Selvish Capers (born November 13, 1986) is an American former professional football player who was an offensive tackle in the National Football League (NFL). He played college football for the West Virginia Mountaineers. and was selected by the Washington Redskins in the seventh round of the 2010 NFL draft.

==Early life==
Capers was born in Metairie, Louisiana, and attended St. Augustine High School in New Orleans, Louisiana, where he was an All-Louisiana tight end. As a senior, he recorded twenty-one catches for 276 yards and four touchdowns, which earned him first team all-district, all-metro and all-state honors. He was also a three-year starter on the basketball team. Capers and D'Andre Crittenden were the only boys to start three years in football and basketball.

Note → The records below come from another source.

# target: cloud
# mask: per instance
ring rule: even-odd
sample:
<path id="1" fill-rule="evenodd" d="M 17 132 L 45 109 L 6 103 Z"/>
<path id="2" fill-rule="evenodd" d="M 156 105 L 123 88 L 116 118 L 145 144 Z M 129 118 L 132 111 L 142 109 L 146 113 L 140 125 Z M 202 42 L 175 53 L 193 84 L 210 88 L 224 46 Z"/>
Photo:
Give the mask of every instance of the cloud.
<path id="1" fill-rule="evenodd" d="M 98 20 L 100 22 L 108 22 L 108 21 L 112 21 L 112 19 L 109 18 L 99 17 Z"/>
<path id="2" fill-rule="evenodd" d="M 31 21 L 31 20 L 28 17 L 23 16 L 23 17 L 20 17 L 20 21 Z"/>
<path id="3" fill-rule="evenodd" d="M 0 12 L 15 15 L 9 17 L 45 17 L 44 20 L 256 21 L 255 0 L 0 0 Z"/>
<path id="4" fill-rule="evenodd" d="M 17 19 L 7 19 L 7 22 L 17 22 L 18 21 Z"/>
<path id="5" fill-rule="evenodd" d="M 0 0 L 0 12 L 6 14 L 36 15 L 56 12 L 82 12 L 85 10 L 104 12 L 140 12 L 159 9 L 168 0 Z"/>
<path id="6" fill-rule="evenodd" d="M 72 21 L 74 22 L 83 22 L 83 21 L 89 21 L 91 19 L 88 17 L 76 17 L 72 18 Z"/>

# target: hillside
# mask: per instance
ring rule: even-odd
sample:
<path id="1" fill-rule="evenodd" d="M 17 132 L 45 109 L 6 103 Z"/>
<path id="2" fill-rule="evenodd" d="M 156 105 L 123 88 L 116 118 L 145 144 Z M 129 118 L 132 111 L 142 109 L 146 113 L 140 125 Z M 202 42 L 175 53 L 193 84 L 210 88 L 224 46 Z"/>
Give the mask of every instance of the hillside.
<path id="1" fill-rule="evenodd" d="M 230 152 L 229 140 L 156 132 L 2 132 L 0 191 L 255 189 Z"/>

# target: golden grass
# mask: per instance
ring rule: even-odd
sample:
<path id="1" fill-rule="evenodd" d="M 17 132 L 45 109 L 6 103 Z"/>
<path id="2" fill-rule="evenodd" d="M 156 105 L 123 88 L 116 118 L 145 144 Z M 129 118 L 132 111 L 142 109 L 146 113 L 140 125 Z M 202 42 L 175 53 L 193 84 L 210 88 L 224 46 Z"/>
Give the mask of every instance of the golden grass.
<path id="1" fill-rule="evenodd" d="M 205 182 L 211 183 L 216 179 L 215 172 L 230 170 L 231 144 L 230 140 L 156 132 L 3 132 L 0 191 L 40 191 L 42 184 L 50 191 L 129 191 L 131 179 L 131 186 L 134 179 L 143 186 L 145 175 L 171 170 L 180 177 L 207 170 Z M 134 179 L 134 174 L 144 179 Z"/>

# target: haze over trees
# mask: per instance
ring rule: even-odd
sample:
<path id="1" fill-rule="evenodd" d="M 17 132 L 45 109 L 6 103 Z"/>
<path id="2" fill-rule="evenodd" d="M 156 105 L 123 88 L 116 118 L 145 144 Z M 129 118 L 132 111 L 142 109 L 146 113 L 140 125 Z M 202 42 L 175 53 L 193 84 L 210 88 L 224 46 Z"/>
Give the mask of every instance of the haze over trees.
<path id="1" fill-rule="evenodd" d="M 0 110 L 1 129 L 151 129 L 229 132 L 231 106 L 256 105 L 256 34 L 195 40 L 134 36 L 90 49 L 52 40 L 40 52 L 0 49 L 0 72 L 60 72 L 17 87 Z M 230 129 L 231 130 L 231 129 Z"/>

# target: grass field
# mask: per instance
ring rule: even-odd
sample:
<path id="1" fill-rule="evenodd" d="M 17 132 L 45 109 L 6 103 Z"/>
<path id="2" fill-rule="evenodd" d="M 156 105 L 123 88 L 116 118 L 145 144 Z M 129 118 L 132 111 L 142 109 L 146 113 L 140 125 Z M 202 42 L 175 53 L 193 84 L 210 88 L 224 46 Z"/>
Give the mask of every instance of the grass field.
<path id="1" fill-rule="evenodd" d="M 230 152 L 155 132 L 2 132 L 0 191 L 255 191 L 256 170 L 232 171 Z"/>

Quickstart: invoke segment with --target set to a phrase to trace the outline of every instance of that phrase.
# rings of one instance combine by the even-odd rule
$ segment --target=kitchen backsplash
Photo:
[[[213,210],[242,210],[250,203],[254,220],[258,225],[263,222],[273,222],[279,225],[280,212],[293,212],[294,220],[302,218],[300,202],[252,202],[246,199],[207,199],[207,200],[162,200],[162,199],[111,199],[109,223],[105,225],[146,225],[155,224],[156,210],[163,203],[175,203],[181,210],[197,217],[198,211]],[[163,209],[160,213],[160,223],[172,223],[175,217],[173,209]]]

Considered only a two-star recruit by Rivals.com, Capers was not ranked among the nation's top offensive line prospects in 2005, due to his tightend status. He chose West Virginia over Southern Miss, among others.

==College career==
Capers redshirted his initial year at West Virginia, and saw limited time at tight end in 2006. During the offseason, he moved from tight end to the tackle position, where he started the 2007 season as the backup. He then earned the starting job against Mississippi State and kept it the rest of his college career. Overall, he played in all 13 games and started six during his sophomore year. Capers anchored an offensive line that helped pave the way for the Mountaineers offense to produce two 1,000-yard rushers in Steve Slaton and Pat White. He saw limited action in West Virginia's appearance in the 2008 Fiesta Bowl, due to a sprained ankle.

As a junior in 2008, Capers started all 13 games and saw action in more than 775 plays, including a season high 86 against Cincinnati. He collected 56 knockdowns, including a season high eight knockdowns against Connecticut. During his senior season, Capers was named Second Team All-Big East Conference in a poll by the conference's head coaches.

==Professional career==
===Pre-draft===
Capers was projected to be a second or third round draft pick until he under-achieved in the Senior Bowl and the NFL Scouting Combine.

===Washington Redskins===
He was selected by the Redskins in the seventh round (231st overall) of the 2010 NFL draft. Capers was released from the Washington Redskins on September 4, 2010. He was signed to the Redskins' practice squad on September 5, 2010. He was released by the Redskins on September 4, 2011.

===New York Giants===
Capers signed with the New York Giants' practice squad on October 4, 2011. He was re-signed to the practice squad for the 2012 season on September 1, 2012. Capers was later signed to active roster during the second half of the season. He was released by the Giants due to injury, on September 9, 2013.

===Edmonton Eskimos===
Capers signed with the Edmonton Eskimos of the Canadian Football League (CFL) on March 13, 2014. He played in nine games, all starts, for the Eskimos in 2014.

===Winnipeg Blue Bombers===
On September 9, 2015, Capers, along with a second round pick in the 2016 CFL draft, were traded to the Winnipeg Blue Bombers for Christopher Greaves. Capers started in all five games he played for the Blue Bombers in 2015.